I'm suppose to know the answer but my stupid English class was being chaotic because there was a sub that I wasn't able to catch what the transferred epithet was in this following poem:
I wandered lonely as a cloud
That floats on high o'er vales and hills,
When all at once I saw a crowd,
A host, of golden daffodils;
Beside the lake, beneath the trees,
Fluttering and dancing in the breeze.
Continuous as the stars that shine
And twinkle on the milky way,
They stretched in never-ending line
Along the margin of a bay:
Ten thousand saw I at a glance,
Tossing their heads in sprightly dance.
The waves beside them danced; but they
Out-did the sparkling waves in glee:
A poet could not but be gay,
In such a jocund company:
I gazed - and gazed - but little thought
What wealth the show to me had brought:
For oft, when on my couch I lie
In vacant or in pensive mood,
They flash upon that inward eye
Which is the bliss of solitude;
And then my heart with pleasure fills,
And dances with the daffodil
Can you find the transferred epithet?
Transferred Epithet is a type of Hypallage:
Hypallage is a literary device that is the reversal of the syntactic relation of two words (as in "her beauty's face").
One kind of hypallage, also known as a transferred epithet, is the trope or rhetorical device in which a modifier, usually an adjective, is applied to the "wrong" word in the sentence.

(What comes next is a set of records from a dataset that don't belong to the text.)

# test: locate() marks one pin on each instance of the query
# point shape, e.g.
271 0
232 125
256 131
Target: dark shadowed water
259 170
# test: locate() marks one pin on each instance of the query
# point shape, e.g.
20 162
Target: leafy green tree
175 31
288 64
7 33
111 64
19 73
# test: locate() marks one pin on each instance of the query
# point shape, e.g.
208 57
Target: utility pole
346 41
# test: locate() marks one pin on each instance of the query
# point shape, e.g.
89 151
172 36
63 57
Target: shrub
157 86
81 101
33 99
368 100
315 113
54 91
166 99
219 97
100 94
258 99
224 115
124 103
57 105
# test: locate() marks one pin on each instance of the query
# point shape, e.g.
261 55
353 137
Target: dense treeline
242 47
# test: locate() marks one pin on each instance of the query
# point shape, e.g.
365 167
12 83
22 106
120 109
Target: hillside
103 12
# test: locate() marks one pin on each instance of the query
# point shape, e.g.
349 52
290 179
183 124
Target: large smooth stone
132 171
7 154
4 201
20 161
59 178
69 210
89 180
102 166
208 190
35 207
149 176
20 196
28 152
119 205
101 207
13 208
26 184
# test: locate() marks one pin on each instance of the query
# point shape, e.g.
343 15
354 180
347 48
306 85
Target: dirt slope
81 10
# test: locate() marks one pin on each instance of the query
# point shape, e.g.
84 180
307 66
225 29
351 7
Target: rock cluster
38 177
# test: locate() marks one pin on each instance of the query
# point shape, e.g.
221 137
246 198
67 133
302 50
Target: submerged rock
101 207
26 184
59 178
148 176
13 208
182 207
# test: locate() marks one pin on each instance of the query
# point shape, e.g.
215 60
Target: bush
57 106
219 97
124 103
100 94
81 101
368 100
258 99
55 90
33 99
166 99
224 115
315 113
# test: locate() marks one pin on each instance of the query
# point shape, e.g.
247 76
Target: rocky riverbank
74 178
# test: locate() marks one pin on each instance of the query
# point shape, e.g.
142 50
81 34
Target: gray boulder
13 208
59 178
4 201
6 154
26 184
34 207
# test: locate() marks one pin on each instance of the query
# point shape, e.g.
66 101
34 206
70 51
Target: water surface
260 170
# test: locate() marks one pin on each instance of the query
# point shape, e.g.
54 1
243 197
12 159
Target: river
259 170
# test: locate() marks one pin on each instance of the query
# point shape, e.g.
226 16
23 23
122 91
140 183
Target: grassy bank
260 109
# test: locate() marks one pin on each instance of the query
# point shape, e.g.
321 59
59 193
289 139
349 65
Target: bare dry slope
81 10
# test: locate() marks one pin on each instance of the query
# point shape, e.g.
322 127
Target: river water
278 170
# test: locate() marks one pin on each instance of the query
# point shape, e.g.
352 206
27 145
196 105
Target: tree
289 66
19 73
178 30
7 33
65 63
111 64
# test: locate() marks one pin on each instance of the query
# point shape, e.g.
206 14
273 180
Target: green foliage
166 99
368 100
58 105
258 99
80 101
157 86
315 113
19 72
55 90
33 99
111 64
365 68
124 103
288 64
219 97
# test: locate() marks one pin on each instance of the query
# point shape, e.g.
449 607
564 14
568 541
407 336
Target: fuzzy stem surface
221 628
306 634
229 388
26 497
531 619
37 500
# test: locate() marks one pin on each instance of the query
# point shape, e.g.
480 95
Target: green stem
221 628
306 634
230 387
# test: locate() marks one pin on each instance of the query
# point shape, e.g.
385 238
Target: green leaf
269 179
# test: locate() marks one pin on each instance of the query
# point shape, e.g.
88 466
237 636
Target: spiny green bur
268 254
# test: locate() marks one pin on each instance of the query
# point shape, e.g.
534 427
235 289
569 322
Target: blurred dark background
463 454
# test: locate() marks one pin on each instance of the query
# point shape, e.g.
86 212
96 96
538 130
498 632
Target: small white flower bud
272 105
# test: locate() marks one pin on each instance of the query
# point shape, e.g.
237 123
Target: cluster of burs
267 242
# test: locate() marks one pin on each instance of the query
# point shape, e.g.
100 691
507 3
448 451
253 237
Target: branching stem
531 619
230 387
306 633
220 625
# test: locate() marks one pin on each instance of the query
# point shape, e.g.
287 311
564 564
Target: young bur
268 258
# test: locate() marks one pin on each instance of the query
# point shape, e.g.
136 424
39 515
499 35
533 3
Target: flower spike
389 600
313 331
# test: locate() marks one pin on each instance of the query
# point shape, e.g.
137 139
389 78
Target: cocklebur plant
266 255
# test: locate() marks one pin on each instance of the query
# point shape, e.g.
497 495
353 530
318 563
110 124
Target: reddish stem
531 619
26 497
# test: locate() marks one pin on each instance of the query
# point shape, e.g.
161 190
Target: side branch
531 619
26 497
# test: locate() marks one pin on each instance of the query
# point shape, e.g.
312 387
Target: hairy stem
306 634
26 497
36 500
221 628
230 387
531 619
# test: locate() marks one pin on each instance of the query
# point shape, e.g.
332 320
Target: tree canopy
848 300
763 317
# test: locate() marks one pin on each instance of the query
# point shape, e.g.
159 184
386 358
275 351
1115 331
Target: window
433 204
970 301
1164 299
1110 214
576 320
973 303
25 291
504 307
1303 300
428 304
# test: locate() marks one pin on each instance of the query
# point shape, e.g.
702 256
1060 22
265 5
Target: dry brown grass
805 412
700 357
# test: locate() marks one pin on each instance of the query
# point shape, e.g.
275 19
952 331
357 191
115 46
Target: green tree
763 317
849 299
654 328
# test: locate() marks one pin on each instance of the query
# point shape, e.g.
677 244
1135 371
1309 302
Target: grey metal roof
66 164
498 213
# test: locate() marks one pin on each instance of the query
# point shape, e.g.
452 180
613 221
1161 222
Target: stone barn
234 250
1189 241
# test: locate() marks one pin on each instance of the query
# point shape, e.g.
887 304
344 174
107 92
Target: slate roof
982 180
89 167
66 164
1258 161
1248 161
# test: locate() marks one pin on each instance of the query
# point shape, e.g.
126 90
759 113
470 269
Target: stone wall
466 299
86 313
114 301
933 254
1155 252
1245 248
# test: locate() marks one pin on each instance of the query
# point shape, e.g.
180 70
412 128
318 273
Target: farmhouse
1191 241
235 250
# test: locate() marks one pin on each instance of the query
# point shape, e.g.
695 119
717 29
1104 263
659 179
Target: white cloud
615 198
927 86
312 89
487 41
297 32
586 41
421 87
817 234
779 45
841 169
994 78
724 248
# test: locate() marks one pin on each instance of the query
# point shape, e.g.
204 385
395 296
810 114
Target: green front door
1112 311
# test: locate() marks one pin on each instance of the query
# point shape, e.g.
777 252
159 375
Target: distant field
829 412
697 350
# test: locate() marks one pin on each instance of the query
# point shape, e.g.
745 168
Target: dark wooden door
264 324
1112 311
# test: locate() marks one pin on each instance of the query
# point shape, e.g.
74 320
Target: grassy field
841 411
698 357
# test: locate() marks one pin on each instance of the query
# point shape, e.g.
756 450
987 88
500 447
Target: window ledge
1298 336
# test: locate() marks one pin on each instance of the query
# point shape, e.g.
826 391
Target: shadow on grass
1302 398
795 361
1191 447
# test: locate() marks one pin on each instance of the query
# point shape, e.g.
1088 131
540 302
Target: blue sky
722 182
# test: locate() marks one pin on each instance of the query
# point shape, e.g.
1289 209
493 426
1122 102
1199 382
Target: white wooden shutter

The word whose modifier is thus displaced can either be actually present in the sentence, or it can be implied logically. For example:
"The plowman homeward plods his weary way, / And leaves the world to darkness and to me" (Thomas Gray, "Elegy Written in a Country Churchyard") — Weary way is a hypallage: it is the plowman, not the way, that is weary.
"restless night" — The night was not restless, but the person who was awake through it was.
"happy morning" — Mornings have no feelings, but the people who are awake through them do.
"female prison" — Prisons do not have genders, but the people who are inside them do.
Another explanation: In a transferred epithet (also known as hypallage; literally "echange") the adjective or adverb is transferred from the noun it logically belongs with, to another one which fits it grammatically but not logically. So in "dreamless night" , dreamless is a transferred epithet. The exact meaning of the sentence is "night when I (or whoever) slept without dreaming," since a night can't actually dream anyway.
And one more: A transferred epithet is an adjective modifying a noun which it cannot logically modify, yet which works because the metaphorical meaning remains clear:
At length I heard a ragged noise and mirth of thieves and murderers. . . . --George Herbert
Blind mouths! that scarce themselves know how to hold/ A sheep hook . . . --John Milton
In an age of pressurized happiness, we sometimes grow insensitive to subtle joys.
The striking and unusual quality of the transferred epithet calls attention to it, and it can therefore be used to introduce emphatically an idea you plan to develop. The phrase will stay with the reader, so there is no need to repeat it, for that would make it too obviously rhetorical and even a little annoying. Thus, if you introduce the phrase, "diluted electricity," your subsequent development ought to return to more mundane synonyms, such as "low voltage," "brownouts," and so forth. It may be best to save your transferred epithet for a space near the conclusion of the discussion where it will be not only clearer (as a synonym for previously stated and clearly understandable terms) but more effective, as a kind of final, quintessential, and yet novel conceptualization of the issue. The reader will love it.
Having said all that, and being a relatively intelligent college graduate, I have no idea what phrase in that poem is a trasferred epithet.
Perhaps "my heart with pleasure fills" since a heart can't actually fill with pleasure.
"Lonely as a cloud", because clouds don't have feelings?
"Tossing their heads", "Waves beside them danced" because daffodils don't actually have "heads" and can't toss anything, and waves aren't capable of dance.
I understand all the ones noted above, but I'm not catching them in the poem.
Perhaps "inward eye" since eyes look outward.
Reply:i know what one is but I can't find one in the text.
It could be I wandered lonely as a cloud, because the cloud isn't lonely- the narrator, Wordsworth is.